You, though,” Long Fist continued, gesturing to Kaden. “Humans. You are fragile as old harps. Always out of tune. Warped by the slightest change in the weather. A child could break you.” He smiled, revealing those sharpened teeth again. “But the music…”

“I did not come here to talk about music,” Kaden said. “I came here to warn you that-”

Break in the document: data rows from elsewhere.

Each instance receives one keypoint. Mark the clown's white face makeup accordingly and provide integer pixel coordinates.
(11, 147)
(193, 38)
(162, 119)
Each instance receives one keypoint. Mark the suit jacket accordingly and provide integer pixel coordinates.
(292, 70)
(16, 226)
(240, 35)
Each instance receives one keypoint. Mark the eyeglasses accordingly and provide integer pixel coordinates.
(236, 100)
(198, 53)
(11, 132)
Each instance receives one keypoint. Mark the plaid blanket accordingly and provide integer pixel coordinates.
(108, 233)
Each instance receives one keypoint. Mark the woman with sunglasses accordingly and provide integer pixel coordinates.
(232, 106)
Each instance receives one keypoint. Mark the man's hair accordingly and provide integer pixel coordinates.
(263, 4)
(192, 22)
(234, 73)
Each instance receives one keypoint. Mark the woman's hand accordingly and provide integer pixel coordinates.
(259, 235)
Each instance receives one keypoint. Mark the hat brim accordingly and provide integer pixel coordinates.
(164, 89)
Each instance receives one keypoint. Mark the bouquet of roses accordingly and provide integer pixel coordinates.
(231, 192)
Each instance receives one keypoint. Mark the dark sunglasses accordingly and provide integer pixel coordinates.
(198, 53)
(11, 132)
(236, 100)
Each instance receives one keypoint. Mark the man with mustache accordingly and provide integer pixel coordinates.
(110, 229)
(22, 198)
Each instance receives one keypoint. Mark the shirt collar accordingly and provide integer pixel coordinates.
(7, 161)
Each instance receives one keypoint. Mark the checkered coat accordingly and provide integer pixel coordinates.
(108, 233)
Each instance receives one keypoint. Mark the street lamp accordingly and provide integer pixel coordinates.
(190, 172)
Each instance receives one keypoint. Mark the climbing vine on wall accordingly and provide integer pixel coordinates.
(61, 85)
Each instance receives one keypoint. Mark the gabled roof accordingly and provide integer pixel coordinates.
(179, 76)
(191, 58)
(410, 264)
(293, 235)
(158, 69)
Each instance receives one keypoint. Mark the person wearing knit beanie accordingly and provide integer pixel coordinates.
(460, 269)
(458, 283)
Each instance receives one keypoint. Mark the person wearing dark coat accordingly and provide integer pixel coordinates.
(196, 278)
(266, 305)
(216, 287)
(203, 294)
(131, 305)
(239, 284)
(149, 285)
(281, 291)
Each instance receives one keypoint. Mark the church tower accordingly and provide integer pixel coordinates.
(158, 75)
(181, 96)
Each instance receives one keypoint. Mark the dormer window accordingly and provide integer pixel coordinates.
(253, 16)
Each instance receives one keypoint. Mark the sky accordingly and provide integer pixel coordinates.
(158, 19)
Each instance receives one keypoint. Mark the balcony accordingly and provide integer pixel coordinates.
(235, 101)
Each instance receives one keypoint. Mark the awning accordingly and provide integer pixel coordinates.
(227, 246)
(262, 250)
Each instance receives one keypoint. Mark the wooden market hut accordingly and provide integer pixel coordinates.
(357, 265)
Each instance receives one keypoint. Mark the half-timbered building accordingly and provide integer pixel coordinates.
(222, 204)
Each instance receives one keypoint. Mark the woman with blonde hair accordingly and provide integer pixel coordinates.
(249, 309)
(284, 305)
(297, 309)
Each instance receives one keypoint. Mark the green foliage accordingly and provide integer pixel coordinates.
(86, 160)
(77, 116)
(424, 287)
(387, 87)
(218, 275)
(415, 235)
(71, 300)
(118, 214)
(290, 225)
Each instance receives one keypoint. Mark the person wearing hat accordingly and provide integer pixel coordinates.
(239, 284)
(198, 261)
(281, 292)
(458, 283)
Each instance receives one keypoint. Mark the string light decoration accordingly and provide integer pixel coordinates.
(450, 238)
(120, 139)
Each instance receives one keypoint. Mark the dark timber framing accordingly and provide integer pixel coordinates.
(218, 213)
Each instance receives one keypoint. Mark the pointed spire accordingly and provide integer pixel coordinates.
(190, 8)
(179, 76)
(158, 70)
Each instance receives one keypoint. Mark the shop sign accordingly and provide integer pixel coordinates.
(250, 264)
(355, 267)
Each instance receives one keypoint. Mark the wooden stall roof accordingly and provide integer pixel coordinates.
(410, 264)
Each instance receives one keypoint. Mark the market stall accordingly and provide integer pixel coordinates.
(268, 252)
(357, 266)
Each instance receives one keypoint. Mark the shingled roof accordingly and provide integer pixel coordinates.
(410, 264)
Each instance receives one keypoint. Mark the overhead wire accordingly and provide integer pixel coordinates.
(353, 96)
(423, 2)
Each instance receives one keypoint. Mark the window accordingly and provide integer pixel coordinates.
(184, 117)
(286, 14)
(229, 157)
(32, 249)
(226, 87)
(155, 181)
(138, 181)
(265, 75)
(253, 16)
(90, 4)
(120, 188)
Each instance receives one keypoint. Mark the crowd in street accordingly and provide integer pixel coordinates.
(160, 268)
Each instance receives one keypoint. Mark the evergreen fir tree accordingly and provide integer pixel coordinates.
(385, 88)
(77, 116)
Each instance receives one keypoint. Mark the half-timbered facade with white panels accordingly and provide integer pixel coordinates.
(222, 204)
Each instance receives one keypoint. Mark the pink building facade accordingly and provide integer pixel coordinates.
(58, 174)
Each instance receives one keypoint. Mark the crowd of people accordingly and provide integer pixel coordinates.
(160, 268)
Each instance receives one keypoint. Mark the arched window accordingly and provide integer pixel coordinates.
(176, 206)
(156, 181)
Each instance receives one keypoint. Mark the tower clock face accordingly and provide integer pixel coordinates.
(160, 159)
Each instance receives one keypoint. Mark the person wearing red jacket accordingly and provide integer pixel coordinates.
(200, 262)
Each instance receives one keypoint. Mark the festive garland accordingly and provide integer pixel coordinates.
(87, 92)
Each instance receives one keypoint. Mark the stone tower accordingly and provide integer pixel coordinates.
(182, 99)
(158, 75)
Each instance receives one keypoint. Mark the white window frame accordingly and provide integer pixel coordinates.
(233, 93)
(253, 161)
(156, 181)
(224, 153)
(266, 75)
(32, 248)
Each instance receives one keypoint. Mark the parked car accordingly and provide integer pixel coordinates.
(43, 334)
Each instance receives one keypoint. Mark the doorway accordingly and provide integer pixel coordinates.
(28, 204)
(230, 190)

The shaman cut him off with a raised hand. “Let it go.”

Kaden shook his head. “The warning?”

“Not the warning. That deadness you wear around you like a cloak.”

“The vaniate,” Kaden realized.

Long Fist narrowed his eyes. “It is an ugly thing. An insult to what you are. To what you could be.”

Kaden watched the tall figure seated across the fire. Inside the trance, he felt no fear of the god. No awe. He could remember, though, the sudden vertigo that had struck him when he first entered the tent, when Meshkent first spoke to him through the mouth of the Urghul chieftain. He remembered it-the dislocation, the sense of standing at the edge of some vast chasm as the earth tipped up beneath him-but the memory meant nothing.

“I am not your instrument,” he said quietly.

Long Fist shook his head in disgust. “Not while you befoul yourself like this.”

“There is nothing foul in the vaniate,” Kaden replied. “It is freedom.”

“Freedom?” The shaman shook his head. “And from what, do you imagine, are you freeing yourself?”

“From you,” Kaden said. “From your touch. Your taint.”

“You poor, stick-legged creature. What do you think you are for?”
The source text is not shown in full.